Megan Molteni | Wired | June 20, 2019
YUNZHI PETER YANG was supposed to be on vacation. It was 2009, and the Stanford bioengineer was celebrating his and his wife’s wedding anniversary with a trip to Alaska’s Denali National Park. But when he heard a park guide say that the deer they were looking at sheds its antlers every year, only to grow them back at a rate of nearly an inch a day, his mind teleported back to his Palo Alto lab. In particular, he had been working on ways to regenerate bone tissues for people who’d been in bad accidents or had them degraded by disease. What if he could make artificial bone grafts that grow as fast as these deer antlers?
Thus began Yang’s 10-year diversion into the world of ruminant biology. He traveled to a deer farm in California to collect antler tissue samples to study how these complex structures of bone, living cells, and nerve endings can grow upwards of 50 inches in a single season. Eventually he and his colleagues tracked down a few genes responsible for this remarkable feat of regeneration. But it was tough and time-consuming work; at the time, no one had ever sequenced a deer genome. An international team of researchers had just decoded the first bovine genome, and it would be years before scientists in China unraveled the DNA of goats and sheep. In the days of still-expensive sequencing, more exotic ruminants weren’t exactly a high priority.

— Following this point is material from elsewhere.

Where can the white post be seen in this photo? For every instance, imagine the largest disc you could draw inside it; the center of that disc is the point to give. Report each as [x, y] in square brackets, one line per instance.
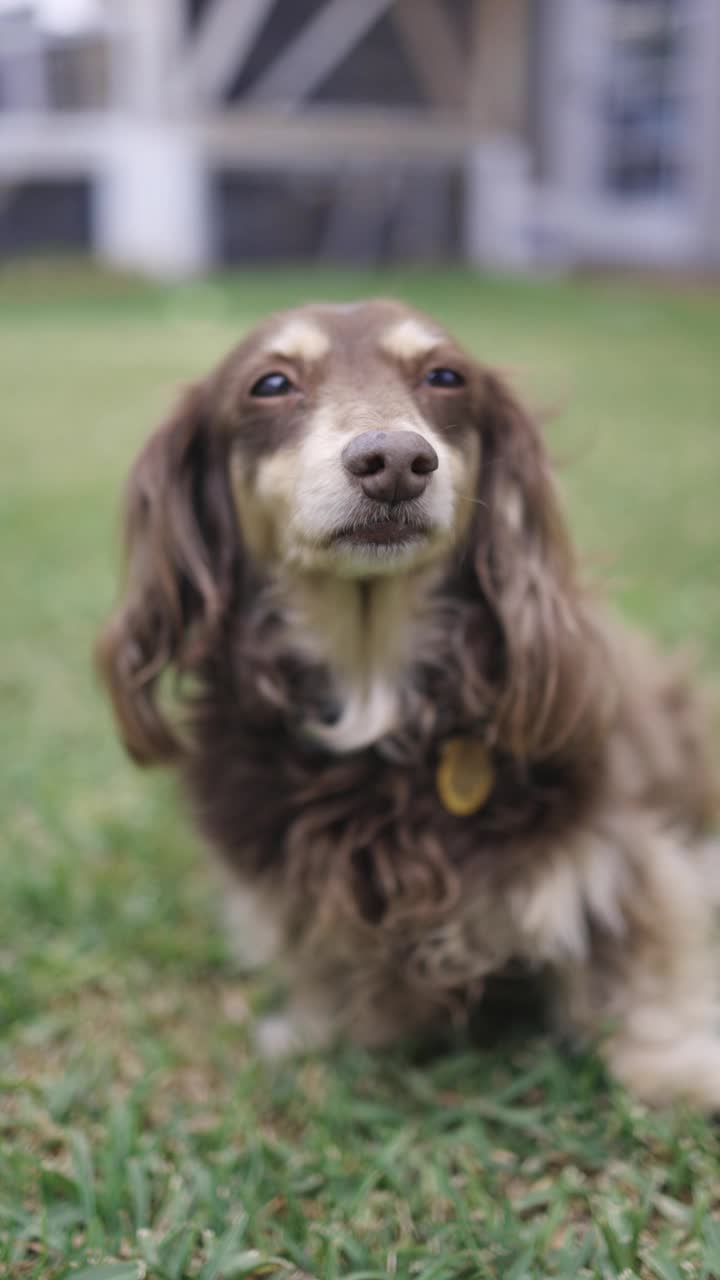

But this week, the multi-stomached, headgear-bearing mammals are finally getting their due. On Thursday, a Chinese-led consortium of scientists reported their efforts to map out the genomes of 44 ruminant species, from the gazelles and buffaloes of the Serengeti to tiny vampiric muntjacs dwelling in Asia’s jungles to the thick-coated reindeer that trudge across Arctic snow-covered plains. All 44 (plus a few more) are available to peruse and download here, if you’re interested. Along with two other papers that appear in the latest issue of Science, it represents the first results of the Ruminant Genome Project—a more than 40 trillion base-pair dataset that showcases China’s growing role as a global leader in genomics research.
The major scientific milestone is a boon both to evolutionary biologists seeking to better understand how ruminants so successfully colonized six continents with wildly different environments and for livestock breeders hoping to introduce such adaptive advantages into domesticated herds. The genetic resource may also prove valuable to biomedical researchers like Yang, providing clues that could one day help humans heal faster, hold off cancer, and even live healthier lives in space.